"message keeps getting clearer,
radios on and i'm moving round the place.
i check myself out in the mirror,
i wanna change my clothes, my hair, my face.
man i aint getting nowhere,
just sitting in a dump like this.
theres something happening somewhere baby,
i just know that there is."
it was the end of the summer after high school was over and i was overwhelmed with restlessness, and that feeling of not really knowing who i was anymore. everywhere i turned was a door, a pathway, an avenue, a choice. i worked at a record store where i spent most of my paychecks on the same product i put out on the floor everyday. i kept in contact with a few of my friends from school, but most of us had already started wavering and fleeing the scene; most of the doorways led in different directions for the lot of us.
next i knew fall had arrived. i was wasting time at a community college, taking classes more for the interest they sparked then any curriculum, or plan. it was the first time in my young life i hadn't given school my all. i really did not know what i wanted to do, and i had no desire to pretend that i did. i was lonely, and i was more than a little lost. music was the only place i felt myself in, and i flipped the vinyl over, listening for the tell-tale scratch of the needle hitting the surface, while i filled stacks of composition books with something i thought could one day be a book.
a not-really-a-friend called one night. we had an acting class together and had exchanged numbers to work on a scene that we'd been assigned. i don't remember what it was, only that it required bags of groceries and a knife. she asked me to come see a movie, a late night showing of rocky horror. it was another spin of 'some great reward' and ink stains on my fingertips, or actually leaving my room. the night was warm, unseasonable for october, and the still air made me itch to go somewhere, anywhere. i had my ticket in my hand, pressed tightly in the palm of my hand, when i saw him. what i remember most was his eyes, wide and questioning, as if he was asking me something already.

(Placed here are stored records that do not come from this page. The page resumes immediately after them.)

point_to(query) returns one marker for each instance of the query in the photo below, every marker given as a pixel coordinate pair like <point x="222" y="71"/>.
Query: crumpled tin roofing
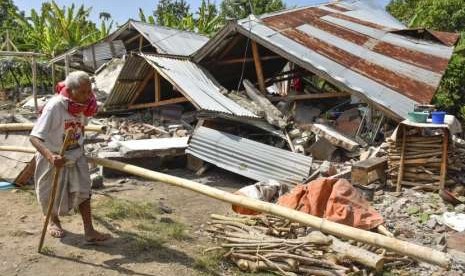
<point x="129" y="79"/>
<point x="248" y="158"/>
<point x="196" y="84"/>
<point x="170" y="41"/>
<point x="359" y="48"/>
<point x="187" y="77"/>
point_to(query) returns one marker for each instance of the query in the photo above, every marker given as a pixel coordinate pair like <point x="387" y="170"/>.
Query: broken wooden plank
<point x="160" y="103"/>
<point x="272" y="114"/>
<point x="258" y="67"/>
<point x="312" y="96"/>
<point x="334" y="137"/>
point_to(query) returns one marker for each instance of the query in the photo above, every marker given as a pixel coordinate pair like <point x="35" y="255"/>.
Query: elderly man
<point x="68" y="110"/>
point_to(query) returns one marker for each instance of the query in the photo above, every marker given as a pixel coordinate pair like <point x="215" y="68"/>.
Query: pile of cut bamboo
<point x="422" y="161"/>
<point x="268" y="243"/>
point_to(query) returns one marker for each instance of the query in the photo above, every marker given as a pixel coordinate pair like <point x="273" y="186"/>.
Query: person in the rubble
<point x="67" y="110"/>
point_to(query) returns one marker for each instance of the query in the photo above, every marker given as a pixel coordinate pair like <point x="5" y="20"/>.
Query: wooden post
<point x="445" y="145"/>
<point x="66" y="65"/>
<point x="157" y="87"/>
<point x="402" y="157"/>
<point x="94" y="62"/>
<point x="53" y="77"/>
<point x="7" y="41"/>
<point x="141" y="41"/>
<point x="34" y="83"/>
<point x="258" y="67"/>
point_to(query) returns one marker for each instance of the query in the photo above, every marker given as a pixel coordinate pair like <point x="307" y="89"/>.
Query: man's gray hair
<point x="74" y="80"/>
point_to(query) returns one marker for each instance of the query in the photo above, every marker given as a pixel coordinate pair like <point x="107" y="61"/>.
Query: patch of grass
<point x="125" y="209"/>
<point x="48" y="250"/>
<point x="138" y="225"/>
<point x="173" y="230"/>
<point x="146" y="241"/>
<point x="209" y="262"/>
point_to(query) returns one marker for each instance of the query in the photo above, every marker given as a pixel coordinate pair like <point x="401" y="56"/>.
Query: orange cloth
<point x="334" y="199"/>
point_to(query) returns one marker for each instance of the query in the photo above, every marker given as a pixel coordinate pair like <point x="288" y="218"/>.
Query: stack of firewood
<point x="456" y="161"/>
<point x="133" y="130"/>
<point x="267" y="243"/>
<point x="422" y="162"/>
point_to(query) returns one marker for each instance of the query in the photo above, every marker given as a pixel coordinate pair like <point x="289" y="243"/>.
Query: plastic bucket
<point x="417" y="117"/>
<point x="437" y="117"/>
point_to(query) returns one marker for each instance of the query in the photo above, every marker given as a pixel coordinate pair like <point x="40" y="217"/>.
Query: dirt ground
<point x="164" y="238"/>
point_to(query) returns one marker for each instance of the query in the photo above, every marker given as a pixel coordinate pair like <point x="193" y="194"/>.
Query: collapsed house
<point x="316" y="80"/>
<point x="360" y="50"/>
<point x="133" y="36"/>
<point x="322" y="79"/>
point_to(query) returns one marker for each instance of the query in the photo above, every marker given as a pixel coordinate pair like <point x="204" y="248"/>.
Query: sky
<point x="122" y="10"/>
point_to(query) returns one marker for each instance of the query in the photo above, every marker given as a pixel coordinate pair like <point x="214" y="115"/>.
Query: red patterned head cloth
<point x="89" y="108"/>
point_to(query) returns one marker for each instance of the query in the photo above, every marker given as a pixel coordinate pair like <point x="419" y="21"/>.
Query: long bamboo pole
<point x="28" y="126"/>
<point x="332" y="228"/>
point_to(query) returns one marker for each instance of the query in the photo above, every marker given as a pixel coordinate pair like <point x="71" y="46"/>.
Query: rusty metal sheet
<point x="365" y="42"/>
<point x="337" y="7"/>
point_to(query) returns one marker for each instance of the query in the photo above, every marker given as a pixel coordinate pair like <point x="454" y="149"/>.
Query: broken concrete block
<point x="295" y="133"/>
<point x="305" y="114"/>
<point x="96" y="181"/>
<point x="194" y="163"/>
<point x="334" y="137"/>
<point x="327" y="169"/>
<point x="322" y="149"/>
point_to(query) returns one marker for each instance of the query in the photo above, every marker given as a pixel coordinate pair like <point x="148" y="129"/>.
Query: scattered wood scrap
<point x="268" y="243"/>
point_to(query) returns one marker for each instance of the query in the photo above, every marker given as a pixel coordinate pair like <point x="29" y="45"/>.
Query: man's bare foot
<point x="93" y="236"/>
<point x="54" y="228"/>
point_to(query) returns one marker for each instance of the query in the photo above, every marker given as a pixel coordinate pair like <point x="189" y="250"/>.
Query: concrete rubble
<point x="316" y="125"/>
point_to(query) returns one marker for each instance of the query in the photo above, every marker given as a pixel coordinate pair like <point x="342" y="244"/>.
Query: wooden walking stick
<point x="54" y="189"/>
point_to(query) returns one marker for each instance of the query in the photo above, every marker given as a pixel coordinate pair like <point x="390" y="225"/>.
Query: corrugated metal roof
<point x="131" y="76"/>
<point x="196" y="84"/>
<point x="248" y="158"/>
<point x="105" y="78"/>
<point x="189" y="78"/>
<point x="170" y="41"/>
<point x="360" y="48"/>
<point x="102" y="52"/>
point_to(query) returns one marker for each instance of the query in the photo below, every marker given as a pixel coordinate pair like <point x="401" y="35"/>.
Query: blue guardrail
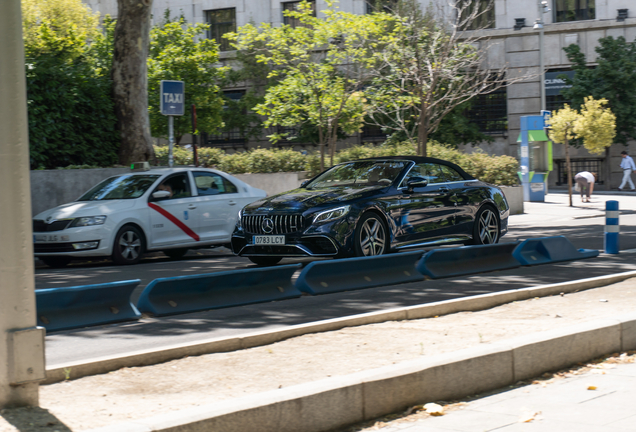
<point x="440" y="263"/>
<point x="87" y="305"/>
<point x="546" y="250"/>
<point x="183" y="294"/>
<point x="322" y="277"/>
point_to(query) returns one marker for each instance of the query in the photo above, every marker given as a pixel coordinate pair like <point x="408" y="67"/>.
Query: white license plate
<point x="41" y="238"/>
<point x="269" y="240"/>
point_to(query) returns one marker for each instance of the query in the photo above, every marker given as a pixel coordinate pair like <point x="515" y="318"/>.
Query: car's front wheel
<point x="371" y="236"/>
<point x="128" y="247"/>
<point x="56" y="262"/>
<point x="486" y="227"/>
<point x="265" y="261"/>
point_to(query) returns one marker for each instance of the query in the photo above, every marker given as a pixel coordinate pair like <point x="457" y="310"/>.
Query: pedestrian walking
<point x="585" y="183"/>
<point x="627" y="165"/>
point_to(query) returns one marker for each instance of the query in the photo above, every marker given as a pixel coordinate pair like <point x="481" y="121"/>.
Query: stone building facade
<point x="513" y="41"/>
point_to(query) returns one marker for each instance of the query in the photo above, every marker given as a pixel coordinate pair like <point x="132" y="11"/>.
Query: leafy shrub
<point x="500" y="170"/>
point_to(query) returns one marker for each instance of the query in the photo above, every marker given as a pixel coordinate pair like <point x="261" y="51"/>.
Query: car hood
<point x="86" y="208"/>
<point x="303" y="199"/>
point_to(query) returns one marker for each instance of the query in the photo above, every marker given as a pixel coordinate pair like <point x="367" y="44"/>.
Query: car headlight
<point x="88" y="221"/>
<point x="332" y="214"/>
<point x="239" y="224"/>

we seemed so different. he was from money, from a set of parents that were still together, and he exuded this confidence when he told me about all the plans he had for his life. he wrote screenplays, good ones, even now i half-expect to see his name scroll by in the credits when i sit in a dark theatre. he lived for music in the same way i did, it was like fuel he would say, and i'd say it was more like oxygen. our tastes was as different as our upbringing was, but we both were willing to hear the others favorites. bruce springsteen was one of his, not mine.
he told me one afternoon, as we drove down pacific coast highway, that i had to listen to the best song ever. he played 'dancing in the dark', the original of course, and sang along with the kind of passion and abandon that most of us save for when we are alone. i knew for him it was the best song ever, and that he felt it, every single word and phrase. watching him like that made me smile.
it was never my best song ever, and i'm sure it never will be. but i think i appreciate it in a way that i wouldn't have had i never known him. it will forever remind me of that time in my life, and the boy who for a few months shared his music, his writing, and exploits in the backseat with me. i'd say he was my first boyfriend, but i'm not sure he ever was. we were too different, and we never quite fit into each other's lives. but we shared a certain restlessness, and we exchanged a great deal of our desires with each other. we spent a few weeks worth of evenings dancing in the dark.